War der Winter in Tripolis[1] schon schlimm, so sind die Sommermonate noch viel schrecklicher. Der LibyaHerald zitiert in einem Artikel von Moutaz Ali einen Stadtbewohner mit den Worten: „Die Revolution war für uns ein Desaster und hat nichts außer Zerstörung gebracht. Ich möchte die Zeiten, so wie sie unter Gaddafi waren, zurück, und wenn es nur für einen einzigen Tag wäre.“[2]
Der Autor hält es nicht für verwunderlich, wenn in der Hauptstadt die Verachtung für den Präsidialrat ständig steigt. Diese schlage sich aber nicht in Sympathie für Khalifa Heftar, den General im Osten des Landes nieder, sondern komme einzig und allein Gaddafi zugute.
Die Nerven bei den Stadtbewohner liegen bei Temperaturen täglich um die 40° C blank. Da es an der Grundversorgung fehlt, ist ein normales Leben fast unmöglich. An manchen Tagen gibt es nicht einmal Wasser, der längste Wasserausfall dauerte volle sechs Tage.
Stromausfälle zwischen 14 und 20 Stunden sind an der Tagesordnung. Das bedeutet, man sitzt abends ohne Licht da und der Fernseher funktioniert nicht, ebenso wenig wie Telefon oder Internet, von der Klimaanlage erst gar nicht zu reden. In den Kühlschränken verrotten die Nahrungsmittel. Das ganze Leben in der Stadt steht still.
An den Zapfsäulen ist das Benzin rar, so dass sich lange Schlangen bilden. Die Menschen hamstern, denn Milizen in Zawia drohten mit Sperrung der städtischen Treibstoffversorgung.
Die Banken haben kein Bargeld, während die Preise in die Höhe schießen.

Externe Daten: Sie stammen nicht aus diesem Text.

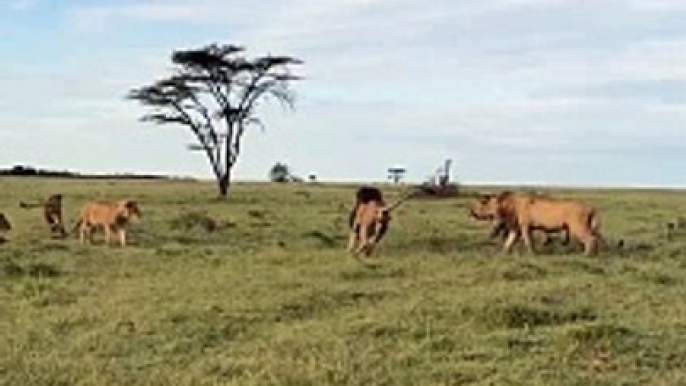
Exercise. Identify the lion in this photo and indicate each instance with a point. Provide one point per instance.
(111, 216)
(499, 229)
(522, 214)
(52, 212)
(5, 226)
(369, 220)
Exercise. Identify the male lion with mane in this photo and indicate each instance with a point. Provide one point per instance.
(369, 219)
(522, 214)
(111, 216)
(52, 212)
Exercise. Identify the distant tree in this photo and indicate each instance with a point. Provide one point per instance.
(280, 172)
(215, 91)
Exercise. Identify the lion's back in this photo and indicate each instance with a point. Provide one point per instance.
(97, 213)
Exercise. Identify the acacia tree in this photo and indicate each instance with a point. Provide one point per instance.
(214, 91)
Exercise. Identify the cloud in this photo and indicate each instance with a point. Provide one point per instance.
(21, 5)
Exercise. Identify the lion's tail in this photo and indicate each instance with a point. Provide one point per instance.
(24, 205)
(76, 226)
(594, 222)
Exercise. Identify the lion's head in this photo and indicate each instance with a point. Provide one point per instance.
(128, 210)
(491, 207)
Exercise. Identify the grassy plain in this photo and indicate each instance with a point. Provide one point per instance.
(271, 298)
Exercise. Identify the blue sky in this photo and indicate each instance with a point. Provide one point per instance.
(565, 92)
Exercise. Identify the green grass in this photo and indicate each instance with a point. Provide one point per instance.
(268, 296)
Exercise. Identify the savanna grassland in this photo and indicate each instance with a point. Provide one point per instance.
(258, 290)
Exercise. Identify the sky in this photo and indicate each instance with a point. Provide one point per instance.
(542, 92)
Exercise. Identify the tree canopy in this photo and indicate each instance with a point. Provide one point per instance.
(214, 91)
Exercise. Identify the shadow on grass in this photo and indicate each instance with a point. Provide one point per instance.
(532, 315)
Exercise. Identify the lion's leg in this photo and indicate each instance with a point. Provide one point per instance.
(122, 237)
(364, 239)
(512, 238)
(498, 230)
(84, 231)
(352, 239)
(526, 234)
(108, 234)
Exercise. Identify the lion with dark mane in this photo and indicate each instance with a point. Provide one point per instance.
(522, 214)
(52, 212)
(369, 219)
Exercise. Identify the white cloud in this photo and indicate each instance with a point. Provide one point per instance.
(21, 5)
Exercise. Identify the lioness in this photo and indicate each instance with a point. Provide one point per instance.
(111, 216)
(52, 212)
(369, 220)
(4, 227)
(521, 214)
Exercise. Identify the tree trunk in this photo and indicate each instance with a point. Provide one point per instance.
(224, 183)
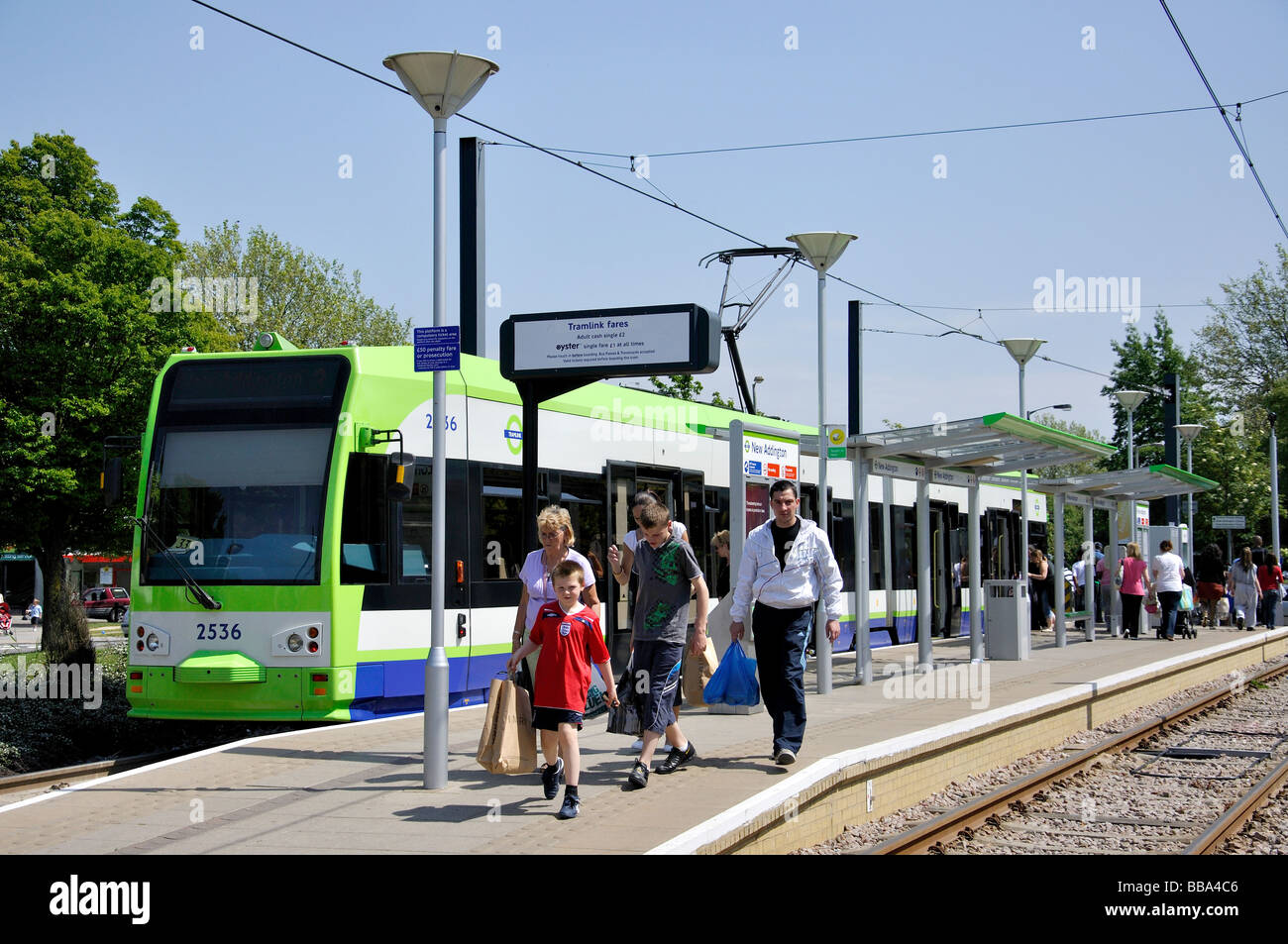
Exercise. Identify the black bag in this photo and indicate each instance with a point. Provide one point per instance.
(625, 719)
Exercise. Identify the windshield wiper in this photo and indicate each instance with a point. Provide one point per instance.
(202, 596)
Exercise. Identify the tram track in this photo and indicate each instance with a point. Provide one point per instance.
(1091, 800)
(56, 778)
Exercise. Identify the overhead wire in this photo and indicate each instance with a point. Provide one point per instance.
(1225, 117)
(668, 201)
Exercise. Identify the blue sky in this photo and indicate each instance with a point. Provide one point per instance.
(250, 129)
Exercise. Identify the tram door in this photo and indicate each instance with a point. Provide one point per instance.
(1001, 552)
(944, 539)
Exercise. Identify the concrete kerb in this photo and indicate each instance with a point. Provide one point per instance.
(219, 749)
(765, 809)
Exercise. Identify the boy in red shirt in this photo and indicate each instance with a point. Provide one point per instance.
(568, 635)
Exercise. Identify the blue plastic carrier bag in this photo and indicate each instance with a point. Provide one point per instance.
(734, 681)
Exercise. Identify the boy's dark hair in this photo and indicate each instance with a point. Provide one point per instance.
(655, 515)
(568, 569)
(782, 485)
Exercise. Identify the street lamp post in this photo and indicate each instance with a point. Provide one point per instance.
(442, 84)
(822, 250)
(1274, 489)
(1189, 432)
(1054, 406)
(1022, 349)
(1129, 399)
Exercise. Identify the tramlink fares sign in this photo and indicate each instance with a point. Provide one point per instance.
(610, 343)
(771, 458)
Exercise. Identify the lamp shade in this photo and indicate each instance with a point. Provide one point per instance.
(822, 249)
(1022, 348)
(442, 82)
(1129, 399)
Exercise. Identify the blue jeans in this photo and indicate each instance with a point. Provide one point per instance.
(1270, 608)
(781, 640)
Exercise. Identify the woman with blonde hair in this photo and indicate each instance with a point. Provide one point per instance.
(1244, 590)
(554, 528)
(1133, 584)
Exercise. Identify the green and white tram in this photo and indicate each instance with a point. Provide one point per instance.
(275, 578)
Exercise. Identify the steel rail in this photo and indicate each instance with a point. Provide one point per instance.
(930, 836)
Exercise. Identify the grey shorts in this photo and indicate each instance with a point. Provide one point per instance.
(656, 679)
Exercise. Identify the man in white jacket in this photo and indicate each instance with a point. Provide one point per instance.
(787, 565)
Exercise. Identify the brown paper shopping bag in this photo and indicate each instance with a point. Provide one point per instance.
(697, 670)
(509, 742)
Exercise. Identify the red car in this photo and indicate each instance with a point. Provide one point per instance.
(106, 603)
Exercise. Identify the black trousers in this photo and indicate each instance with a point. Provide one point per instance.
(781, 640)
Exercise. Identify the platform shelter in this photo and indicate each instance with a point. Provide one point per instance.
(957, 452)
(1108, 491)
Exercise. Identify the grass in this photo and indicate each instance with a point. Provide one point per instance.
(39, 734)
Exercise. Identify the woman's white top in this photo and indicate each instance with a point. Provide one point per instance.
(536, 581)
(1170, 574)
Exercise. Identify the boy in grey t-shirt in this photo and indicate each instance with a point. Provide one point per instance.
(669, 576)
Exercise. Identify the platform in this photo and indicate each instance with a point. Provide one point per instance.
(868, 750)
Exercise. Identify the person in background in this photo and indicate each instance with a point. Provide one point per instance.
(1212, 577)
(1270, 578)
(1244, 590)
(1168, 572)
(1133, 584)
(1038, 574)
(720, 545)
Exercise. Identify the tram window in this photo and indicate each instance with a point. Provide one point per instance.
(584, 497)
(417, 539)
(903, 548)
(365, 523)
(876, 559)
(842, 541)
(502, 524)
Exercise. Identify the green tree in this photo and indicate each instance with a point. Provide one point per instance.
(309, 300)
(687, 386)
(81, 348)
(1229, 450)
(1244, 343)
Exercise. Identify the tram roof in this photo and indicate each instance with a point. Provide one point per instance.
(1144, 483)
(986, 445)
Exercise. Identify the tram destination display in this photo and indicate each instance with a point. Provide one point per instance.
(610, 343)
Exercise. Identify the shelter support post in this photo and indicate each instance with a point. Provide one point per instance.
(887, 557)
(1089, 572)
(862, 545)
(1057, 563)
(925, 652)
(1113, 604)
(975, 595)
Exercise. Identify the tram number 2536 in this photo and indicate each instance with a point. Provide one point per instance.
(218, 631)
(449, 423)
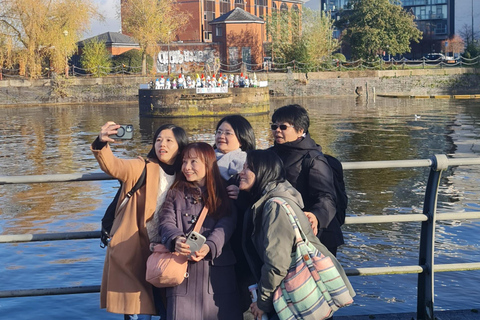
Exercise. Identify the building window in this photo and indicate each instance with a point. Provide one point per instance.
(233, 56)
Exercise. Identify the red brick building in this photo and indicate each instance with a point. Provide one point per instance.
(230, 31)
(240, 36)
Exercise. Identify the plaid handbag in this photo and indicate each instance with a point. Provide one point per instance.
(313, 288)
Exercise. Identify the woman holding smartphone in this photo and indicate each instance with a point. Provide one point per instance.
(209, 291)
(124, 289)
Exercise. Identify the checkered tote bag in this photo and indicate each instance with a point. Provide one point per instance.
(313, 289)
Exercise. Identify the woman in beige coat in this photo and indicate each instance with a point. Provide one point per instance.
(124, 289)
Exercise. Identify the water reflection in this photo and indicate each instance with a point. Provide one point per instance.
(48, 140)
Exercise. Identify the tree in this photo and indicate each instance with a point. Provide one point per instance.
(282, 31)
(374, 26)
(150, 22)
(306, 37)
(96, 58)
(42, 30)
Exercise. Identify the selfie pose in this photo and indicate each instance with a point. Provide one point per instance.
(315, 181)
(124, 289)
(209, 291)
(234, 136)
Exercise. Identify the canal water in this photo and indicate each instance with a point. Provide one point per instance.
(55, 139)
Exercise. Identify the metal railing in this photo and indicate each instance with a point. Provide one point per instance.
(425, 269)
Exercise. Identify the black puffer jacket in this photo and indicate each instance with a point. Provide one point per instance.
(316, 186)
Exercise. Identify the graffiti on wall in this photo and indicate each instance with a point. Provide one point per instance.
(185, 59)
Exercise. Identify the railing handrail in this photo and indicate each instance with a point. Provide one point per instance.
(425, 269)
(353, 165)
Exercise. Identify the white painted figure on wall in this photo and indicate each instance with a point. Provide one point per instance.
(182, 58)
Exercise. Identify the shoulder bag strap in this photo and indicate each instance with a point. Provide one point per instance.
(299, 234)
(200, 220)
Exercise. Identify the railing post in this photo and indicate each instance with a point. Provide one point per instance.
(425, 291)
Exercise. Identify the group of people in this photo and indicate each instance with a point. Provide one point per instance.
(249, 238)
(182, 82)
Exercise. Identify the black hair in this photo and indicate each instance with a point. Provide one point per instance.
(243, 130)
(294, 114)
(180, 136)
(267, 167)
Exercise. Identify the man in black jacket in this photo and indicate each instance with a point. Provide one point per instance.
(314, 181)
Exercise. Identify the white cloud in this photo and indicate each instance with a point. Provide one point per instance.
(108, 8)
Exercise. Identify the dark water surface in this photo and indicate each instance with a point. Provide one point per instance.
(56, 139)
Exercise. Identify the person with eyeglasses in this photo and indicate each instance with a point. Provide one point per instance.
(292, 143)
(234, 136)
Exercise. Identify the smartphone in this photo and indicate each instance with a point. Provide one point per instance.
(195, 240)
(124, 132)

Moutaz Ali zitiert einen Lehrer aus Tripolis: „Jetzt leben wir in der Mitte von nirgendwo. Das ist kein zivilisiertes Land mehr. Und niemand schert sich um uns.“
Die Herrschaft der Milizen wird als unerträglich empfunden. So sagte ein anderer Einwohner: „Diese (…) Politiker, die gemeinsame Sache mit den Milizen und anderen bösartigen Beamten machen, sind Vampire. Sie saugen uns unser Blut aus und töten uns langsam Tag für Tag.“
Wirklich schlimm ist das Sicherheitsproblem der Hauptstadt. Im LibyaHerald wurde ein Aufschrei der Autorin Farida Waleed[3] veröffentlicht, die sich über einen Ausspruch Fajez Sarradschs, dem Vorsitzenden des Präsidialrats, empörte. Sarradsch hatte in einem Interview mit France 24 gesagt: „Tripolis ist sicher… und Sie können es besuchen. Ich lade Sie ein, es sich selbst anzusehen.“
Dann zählt Farida Waleed eine Vielzahl von Verbrechen auf, mit denen die Stadt täglich konfrontiert ist: Morde, Raubüberfälle, Entführungen, Bedrohungen, Schikanen, Schießereien. Nach Sonnenuntergang seien die Straßen nur noch für die Milizen sicher – und wohl für Herrn Sarradsch, wie Farida Waleed süffisant anmerkt. Sarradsch, der Mann, der seit er mitsamt dem Präsidialrat im März 2016 im Marinestützung von Tripolis eintraf, die Kontrolle in der Stadt zu erlangen versucht – und damit scheiterte.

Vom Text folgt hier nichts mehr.